Oordeel gerechtshof - fusiewerkgever geen rechtsopvolger van werkgever in sociaal plan
Het hof oordeelt als volgt. Werknemer is als individuele werknemer niet als partij bij de totstandkoming van het sociaal plan betrokken, maar doet daarop thans wel een beroep. Hij wenst als derde daaraan rechten te ontlenen. Nu de rechtspositie van een derde in het geding is, dient volgens vaste rechtspraak van de Hoge Raad de uitleg van het sociaal plan te geschieden aan de hand van de zogenaamde cao-norm. Nu het sociaal plan geen definitie geeft van het begrip ‘rechtsopvolger’ is het hof – evenals de kantonrechter – van oordeel dat aansluiting dient te worden gezocht bij de betekenis van dit woord in het maatschappelijk verkeer.
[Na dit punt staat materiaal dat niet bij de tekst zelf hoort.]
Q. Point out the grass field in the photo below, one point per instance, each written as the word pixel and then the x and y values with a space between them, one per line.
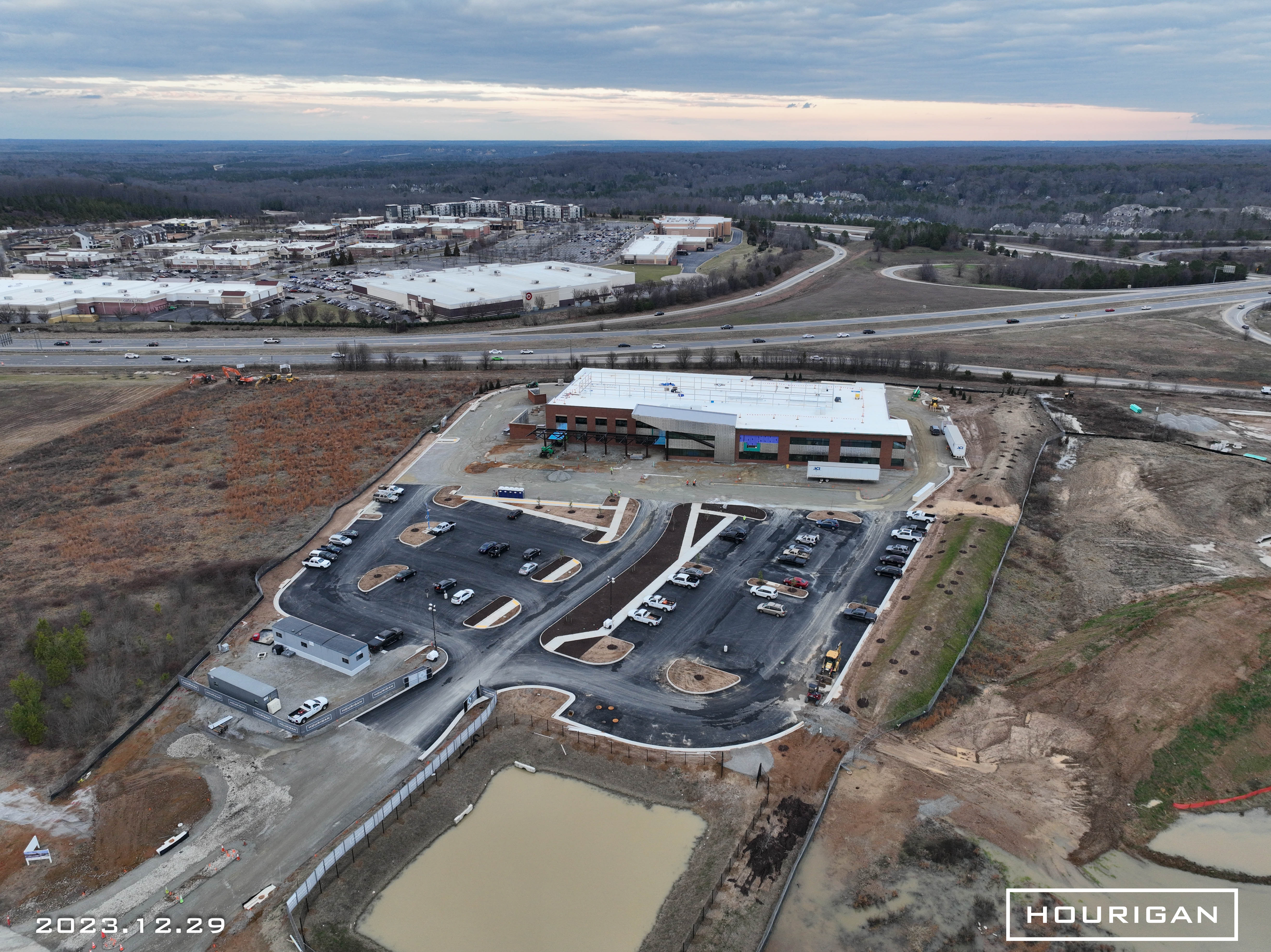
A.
pixel 947 600
pixel 649 272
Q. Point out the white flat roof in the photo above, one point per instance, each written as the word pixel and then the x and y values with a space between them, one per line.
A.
pixel 824 406
pixel 461 287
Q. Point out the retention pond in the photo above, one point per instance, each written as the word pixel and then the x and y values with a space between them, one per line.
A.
pixel 542 865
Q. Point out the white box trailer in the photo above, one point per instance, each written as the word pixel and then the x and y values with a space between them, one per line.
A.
pixel 954 438
pixel 861 472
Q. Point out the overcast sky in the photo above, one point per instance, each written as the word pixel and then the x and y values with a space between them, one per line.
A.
pixel 734 69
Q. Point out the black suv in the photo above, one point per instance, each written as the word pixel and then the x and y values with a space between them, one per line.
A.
pixel 389 636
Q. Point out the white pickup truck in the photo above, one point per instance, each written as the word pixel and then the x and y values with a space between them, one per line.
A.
pixel 311 708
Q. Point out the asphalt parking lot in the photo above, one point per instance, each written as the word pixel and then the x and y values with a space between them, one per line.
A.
pixel 334 594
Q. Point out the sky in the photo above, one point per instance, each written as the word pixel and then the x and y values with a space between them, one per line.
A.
pixel 574 69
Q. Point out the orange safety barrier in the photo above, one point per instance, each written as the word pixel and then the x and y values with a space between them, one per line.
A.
pixel 1226 800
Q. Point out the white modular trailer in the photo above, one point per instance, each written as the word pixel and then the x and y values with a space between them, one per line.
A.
pixel 861 472
pixel 954 438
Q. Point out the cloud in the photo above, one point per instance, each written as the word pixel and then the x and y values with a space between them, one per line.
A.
pixel 395 107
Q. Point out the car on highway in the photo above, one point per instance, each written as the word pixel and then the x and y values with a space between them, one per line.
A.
pixel 311 708
pixel 382 641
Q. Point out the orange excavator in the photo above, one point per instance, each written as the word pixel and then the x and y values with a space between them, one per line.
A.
pixel 238 377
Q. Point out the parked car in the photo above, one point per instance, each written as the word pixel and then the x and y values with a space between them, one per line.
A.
pixel 311 708
pixel 389 636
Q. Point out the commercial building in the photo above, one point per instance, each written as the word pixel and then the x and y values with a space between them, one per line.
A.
pixel 700 225
pixel 49 299
pixel 726 419
pixel 218 261
pixel 494 289
pixel 321 645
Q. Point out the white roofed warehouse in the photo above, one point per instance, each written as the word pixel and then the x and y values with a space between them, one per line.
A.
pixel 726 419
pixel 485 290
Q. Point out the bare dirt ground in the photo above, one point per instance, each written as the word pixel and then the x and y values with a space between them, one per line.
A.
pixel 696 678
pixel 41 409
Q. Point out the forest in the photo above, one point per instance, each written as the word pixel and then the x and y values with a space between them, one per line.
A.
pixel 968 187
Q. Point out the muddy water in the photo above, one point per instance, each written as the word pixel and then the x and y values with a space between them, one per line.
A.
pixel 542 865
pixel 1222 841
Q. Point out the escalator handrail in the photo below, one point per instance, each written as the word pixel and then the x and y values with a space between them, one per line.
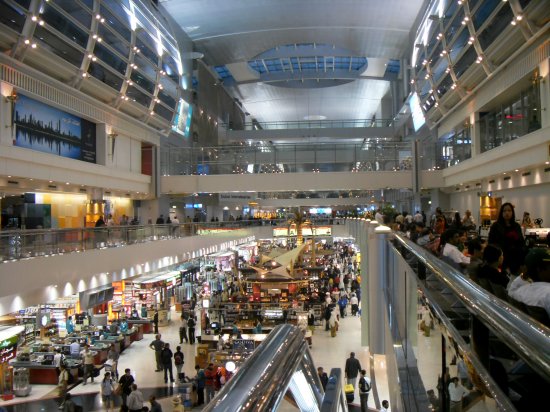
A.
pixel 527 337
pixel 262 381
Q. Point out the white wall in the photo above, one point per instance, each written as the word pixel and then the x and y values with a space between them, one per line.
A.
pixel 532 199
pixel 33 281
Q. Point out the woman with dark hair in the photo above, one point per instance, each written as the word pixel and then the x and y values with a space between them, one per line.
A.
pixel 507 234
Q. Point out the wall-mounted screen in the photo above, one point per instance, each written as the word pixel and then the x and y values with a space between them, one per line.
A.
pixel 418 115
pixel 50 130
pixel 182 120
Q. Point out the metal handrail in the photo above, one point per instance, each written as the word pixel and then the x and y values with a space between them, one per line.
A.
pixel 310 124
pixel 262 381
pixel 527 337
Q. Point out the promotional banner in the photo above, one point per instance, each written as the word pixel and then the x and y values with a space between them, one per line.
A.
pixel 47 129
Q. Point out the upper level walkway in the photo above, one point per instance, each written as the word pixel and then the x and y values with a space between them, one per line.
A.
pixel 359 128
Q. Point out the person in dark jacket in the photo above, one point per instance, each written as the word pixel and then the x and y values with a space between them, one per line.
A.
pixel 507 234
pixel 166 359
pixel 323 377
pixel 353 366
pixel 126 382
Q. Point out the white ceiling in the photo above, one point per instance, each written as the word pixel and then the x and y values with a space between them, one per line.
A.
pixel 233 31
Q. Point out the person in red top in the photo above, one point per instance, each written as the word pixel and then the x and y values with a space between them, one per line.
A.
pixel 507 234
pixel 211 375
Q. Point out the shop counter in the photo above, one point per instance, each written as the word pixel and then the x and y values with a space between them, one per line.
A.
pixel 43 374
pixel 110 341
pixel 146 325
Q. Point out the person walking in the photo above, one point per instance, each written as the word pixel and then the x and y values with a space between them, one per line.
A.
pixel 135 400
pixel 156 321
pixel 456 393
pixel 210 373
pixel 353 366
pixel 191 329
pixel 126 382
pixel 155 406
pixel 113 356
pixel 157 345
pixel 179 361
pixel 62 384
pixel 88 361
pixel 106 390
pixel 183 331
pixel 364 390
pixel 200 380
pixel 166 356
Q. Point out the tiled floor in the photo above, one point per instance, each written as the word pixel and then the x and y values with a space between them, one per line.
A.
pixel 326 351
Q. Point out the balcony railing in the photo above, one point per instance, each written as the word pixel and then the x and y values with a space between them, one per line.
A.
pixel 286 158
pixel 314 124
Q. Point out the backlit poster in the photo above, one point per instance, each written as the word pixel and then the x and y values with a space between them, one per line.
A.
pixel 50 130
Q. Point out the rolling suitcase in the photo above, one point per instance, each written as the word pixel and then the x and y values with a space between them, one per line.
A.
pixel 349 390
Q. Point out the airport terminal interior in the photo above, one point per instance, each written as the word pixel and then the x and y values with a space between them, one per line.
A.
pixel 272 186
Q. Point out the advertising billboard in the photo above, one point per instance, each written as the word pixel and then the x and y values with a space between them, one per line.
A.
pixel 50 130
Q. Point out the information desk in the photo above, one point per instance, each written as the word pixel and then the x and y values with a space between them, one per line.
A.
pixel 43 374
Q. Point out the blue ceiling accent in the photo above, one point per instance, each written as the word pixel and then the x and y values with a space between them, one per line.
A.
pixel 307 57
pixel 392 69
pixel 223 73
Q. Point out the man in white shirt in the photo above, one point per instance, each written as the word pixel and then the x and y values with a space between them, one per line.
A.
pixel 135 400
pixel 536 293
pixel 451 251
pixel 456 393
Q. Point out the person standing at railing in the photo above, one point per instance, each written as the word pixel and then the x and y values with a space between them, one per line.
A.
pixel 508 235
pixel 456 393
pixel 353 366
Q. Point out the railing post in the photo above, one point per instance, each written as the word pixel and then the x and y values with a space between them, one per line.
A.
pixel 378 256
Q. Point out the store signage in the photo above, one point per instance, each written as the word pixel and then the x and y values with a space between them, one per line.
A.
pixel 8 348
pixel 243 344
pixel 50 130
pixel 317 231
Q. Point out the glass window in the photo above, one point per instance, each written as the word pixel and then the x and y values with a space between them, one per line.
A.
pixel 439 69
pixel 484 11
pixel 473 4
pixel 163 112
pixel 170 67
pixel 497 25
pixel 166 98
pixel 454 26
pixel 458 45
pixel 145 66
pixel 83 16
pixel 105 75
pixel 120 23
pixel 524 3
pixel 23 3
pixel 465 61
pixel 142 81
pixel 12 17
pixel 143 42
pixel 144 22
pixel 114 41
pixel 110 58
pixel 138 96
pixel 59 47
pixel 445 85
pixel 58 21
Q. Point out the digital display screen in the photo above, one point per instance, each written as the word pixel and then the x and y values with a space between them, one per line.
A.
pixel 418 115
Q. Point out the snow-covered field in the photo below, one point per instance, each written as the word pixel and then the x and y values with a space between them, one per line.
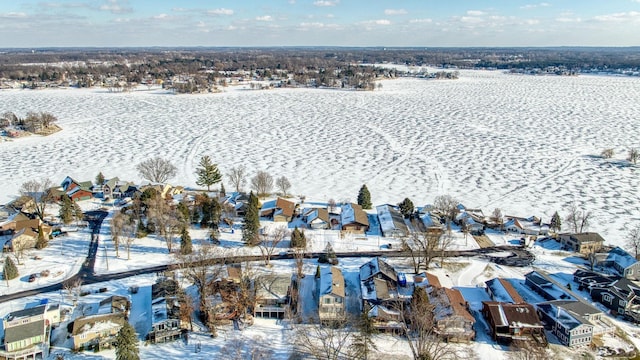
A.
pixel 525 144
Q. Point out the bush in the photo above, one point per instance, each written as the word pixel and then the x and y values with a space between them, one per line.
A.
pixel 10 270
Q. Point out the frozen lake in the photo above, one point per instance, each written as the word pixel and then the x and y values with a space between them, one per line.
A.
pixel 528 145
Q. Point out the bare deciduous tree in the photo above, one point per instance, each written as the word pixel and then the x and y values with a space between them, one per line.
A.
pixel 607 153
pixel 422 248
pixel 418 326
pixel 634 155
pixel 40 193
pixel 238 177
pixel 283 185
pixel 633 239
pixel 447 205
pixel 578 219
pixel 157 169
pixel 526 350
pixel 270 241
pixel 187 308
pixel 117 227
pixel 73 287
pixel 199 268
pixel 332 205
pixel 323 342
pixel 497 217
pixel 165 219
pixel 262 183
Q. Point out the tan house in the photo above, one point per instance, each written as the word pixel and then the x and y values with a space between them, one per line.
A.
pixel 317 218
pixel 331 295
pixel 285 210
pixel 27 332
pixel 453 322
pixel 582 243
pixel 97 332
pixel 354 219
pixel 272 296
pixel 26 234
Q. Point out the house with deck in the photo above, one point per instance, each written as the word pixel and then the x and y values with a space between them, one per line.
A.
pixel 501 291
pixel 382 294
pixel 568 326
pixel 317 218
pixel 590 279
pixel 391 221
pixel 77 190
pixel 98 330
pixel 582 243
pixel 526 226
pixel 514 324
pixel 330 292
pixel 353 218
pixel 453 321
pixel 543 284
pixel 621 262
pixel 27 332
pixel 622 297
pixel 166 325
pixel 272 296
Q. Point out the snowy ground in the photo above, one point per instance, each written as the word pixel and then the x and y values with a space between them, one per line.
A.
pixel 525 144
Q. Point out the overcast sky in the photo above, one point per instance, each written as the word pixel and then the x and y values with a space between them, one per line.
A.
pixel 429 23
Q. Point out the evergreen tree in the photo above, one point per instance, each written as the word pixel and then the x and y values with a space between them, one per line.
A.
pixel 251 226
pixel 127 343
pixel 328 256
pixel 183 213
pixel 406 207
pixel 223 192
pixel 42 241
pixel 556 222
pixel 100 179
pixel 186 247
pixel 298 240
pixel 208 173
pixel 77 211
pixel 10 269
pixel 363 345
pixel 364 197
pixel 66 209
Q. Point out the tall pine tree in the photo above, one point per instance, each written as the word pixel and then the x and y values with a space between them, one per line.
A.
pixel 186 247
pixel 298 240
pixel 208 173
pixel 66 209
pixel 127 343
pixel 10 269
pixel 556 222
pixel 406 207
pixel 251 226
pixel 364 197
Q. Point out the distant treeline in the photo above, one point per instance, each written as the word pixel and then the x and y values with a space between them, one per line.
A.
pixel 310 66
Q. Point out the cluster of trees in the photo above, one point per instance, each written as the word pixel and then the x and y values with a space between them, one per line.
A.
pixel 632 156
pixel 354 337
pixel 205 68
pixel 324 65
pixel 160 170
pixel 34 122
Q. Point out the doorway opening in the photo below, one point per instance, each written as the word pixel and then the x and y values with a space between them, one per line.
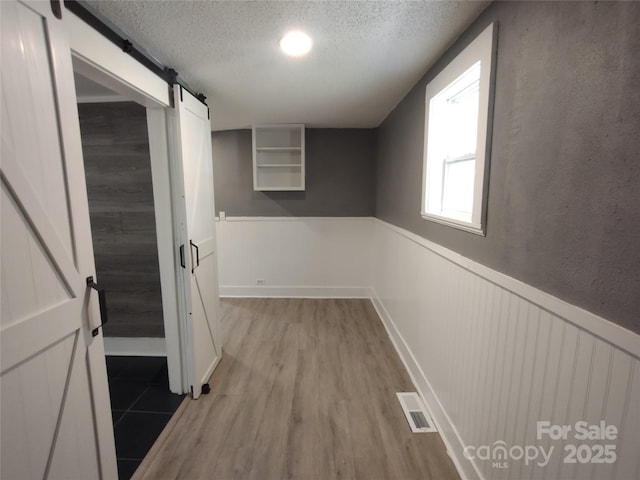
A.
pixel 120 188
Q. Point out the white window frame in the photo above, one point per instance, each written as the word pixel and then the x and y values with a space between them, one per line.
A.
pixel 483 49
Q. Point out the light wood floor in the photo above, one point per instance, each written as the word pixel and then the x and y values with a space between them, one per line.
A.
pixel 305 390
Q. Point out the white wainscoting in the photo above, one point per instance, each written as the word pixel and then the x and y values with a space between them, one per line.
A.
pixel 491 356
pixel 295 257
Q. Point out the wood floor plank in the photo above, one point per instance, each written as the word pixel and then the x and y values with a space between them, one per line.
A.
pixel 305 390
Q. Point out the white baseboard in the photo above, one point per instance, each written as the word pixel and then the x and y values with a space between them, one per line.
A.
pixel 134 346
pixel 295 292
pixel 448 432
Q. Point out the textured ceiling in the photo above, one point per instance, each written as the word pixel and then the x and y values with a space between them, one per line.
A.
pixel 365 58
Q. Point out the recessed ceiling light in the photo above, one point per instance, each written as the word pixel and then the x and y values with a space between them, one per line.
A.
pixel 296 43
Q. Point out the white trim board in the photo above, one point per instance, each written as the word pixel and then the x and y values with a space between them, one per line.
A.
pixel 295 292
pixel 135 346
pixel 610 332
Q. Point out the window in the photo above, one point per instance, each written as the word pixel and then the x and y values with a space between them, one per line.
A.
pixel 457 143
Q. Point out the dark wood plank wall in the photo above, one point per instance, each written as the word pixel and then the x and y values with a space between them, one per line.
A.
pixel 118 171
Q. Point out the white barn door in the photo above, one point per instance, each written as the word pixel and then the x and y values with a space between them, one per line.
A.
pixel 198 234
pixel 55 414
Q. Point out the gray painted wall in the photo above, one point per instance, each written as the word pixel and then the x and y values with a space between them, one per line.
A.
pixel 115 145
pixel 340 169
pixel 564 193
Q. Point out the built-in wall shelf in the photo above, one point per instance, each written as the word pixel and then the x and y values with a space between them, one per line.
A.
pixel 278 157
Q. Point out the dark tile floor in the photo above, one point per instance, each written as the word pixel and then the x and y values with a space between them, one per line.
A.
pixel 141 406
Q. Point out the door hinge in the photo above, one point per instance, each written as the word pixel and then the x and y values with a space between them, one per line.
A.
pixel 56 8
pixel 182 264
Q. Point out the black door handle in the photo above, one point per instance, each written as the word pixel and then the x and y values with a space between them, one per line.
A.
pixel 102 300
pixel 197 256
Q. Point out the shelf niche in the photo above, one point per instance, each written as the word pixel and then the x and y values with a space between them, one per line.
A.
pixel 278 157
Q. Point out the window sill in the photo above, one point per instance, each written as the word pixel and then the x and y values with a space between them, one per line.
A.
pixel 470 227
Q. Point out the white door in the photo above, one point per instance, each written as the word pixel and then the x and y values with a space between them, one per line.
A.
pixel 55 413
pixel 198 237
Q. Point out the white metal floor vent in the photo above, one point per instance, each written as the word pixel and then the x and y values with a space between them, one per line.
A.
pixel 416 413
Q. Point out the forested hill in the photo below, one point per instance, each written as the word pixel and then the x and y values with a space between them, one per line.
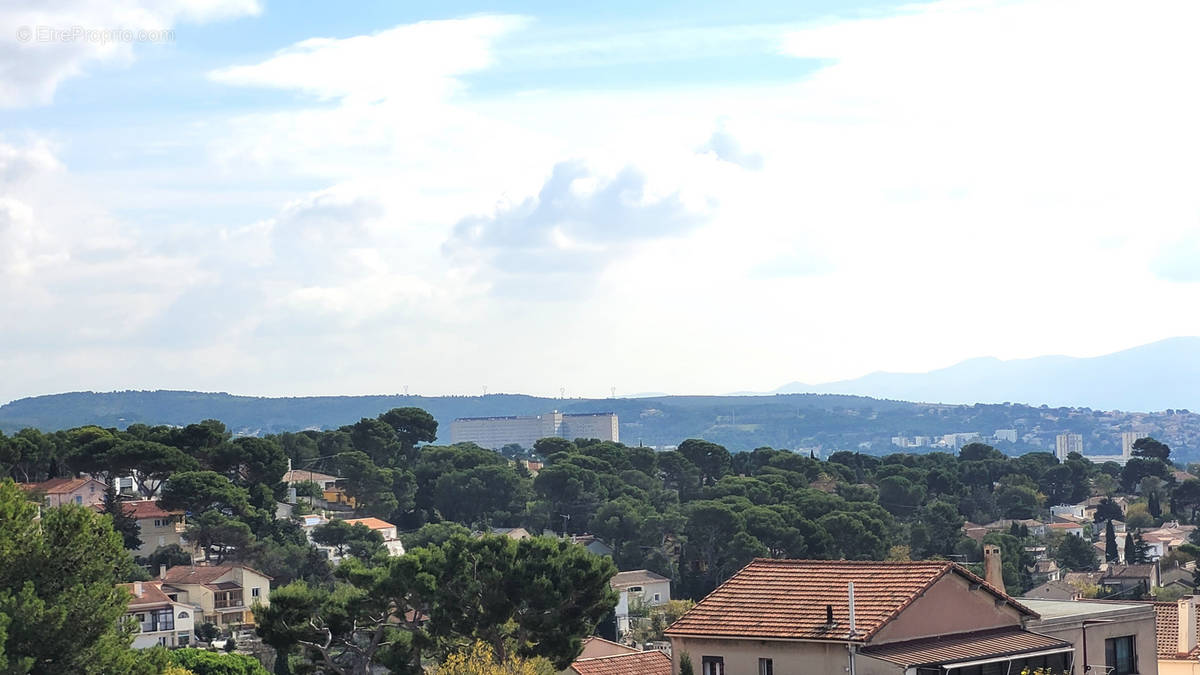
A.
pixel 823 422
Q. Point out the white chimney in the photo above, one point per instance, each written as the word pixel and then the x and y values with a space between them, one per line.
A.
pixel 853 627
pixel 993 566
pixel 1187 637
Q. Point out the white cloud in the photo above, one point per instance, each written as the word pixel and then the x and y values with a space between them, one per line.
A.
pixel 954 180
pixel 45 43
pixel 418 61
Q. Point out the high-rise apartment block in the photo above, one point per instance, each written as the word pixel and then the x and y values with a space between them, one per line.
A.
pixel 1127 440
pixel 1067 443
pixel 498 431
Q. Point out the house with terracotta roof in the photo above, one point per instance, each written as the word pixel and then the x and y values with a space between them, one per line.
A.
pixel 1128 580
pixel 161 620
pixel 1177 637
pixel 1066 529
pixel 58 491
pixel 927 617
pixel 390 538
pixel 637 589
pixel 631 663
pixel 222 592
pixel 159 527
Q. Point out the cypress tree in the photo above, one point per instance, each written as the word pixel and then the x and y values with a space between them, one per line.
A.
pixel 123 523
pixel 1110 543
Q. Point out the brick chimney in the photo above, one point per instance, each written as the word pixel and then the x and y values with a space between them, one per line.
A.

Bij rechtsopvolging zullen er, ook in de betekenis die die term in het maatschappelijk verkeer heeft, rechten moeten overgaan; de eerdere rechthebbende raakt zijn rechten kwijt aan en wordt opgevolgd in zijn rechten door de rechtsopvolger. Op topholdingniveau zijn de Amerikaanse (groot)moedervennootschappen Schering-Plough Corporation en Merck & Co, Inc. op 3 november 2009 gefuseerd tot het huidige MSD-concern. Vóór die fusie was werknemer in dienst bij Intervet en na de fusie is Intervet werkgever gebleven van werknemer. Dat is tussen partijen niet in geschil. Gesteld noch gebleken is dat er rechten of verplichtingen van Intervet zijn overgegaan naar het MSD-concern. De stelling van werknemer dat voor het begrip ‘rechtsopvolger’ in het sociaal plan aansluiting dient te worden gezocht bij het normale spraakgebruik – hetgeen betekent dat het gaat om de ‘overname’ van Intervet door het MSD-concern – acht het hof op grond van het vorenstaande onjuist. Ook al zou het MSD-concern wel als rechtsopvolger van Intervet beschouwd moeten worden dan nog kan artikel 1.N van het sociaal plan niet zo gelezen worden dat de dienstjaren die zijn opgebouwd bij MSD, welke vennootschap deel uitmaakte van het toenmalige MSD-concern, eveneens meetellen. Het hof acht deze redenering van werknemer dermate gekunsteld dat deze naar objectieve maatstaven op geen enkele manier verdedigbaar is. Intervet maakte immers voor de fusie deel uit van het toenmalige Schering-Plough-concern en niet van het toenmalige MSD-concern.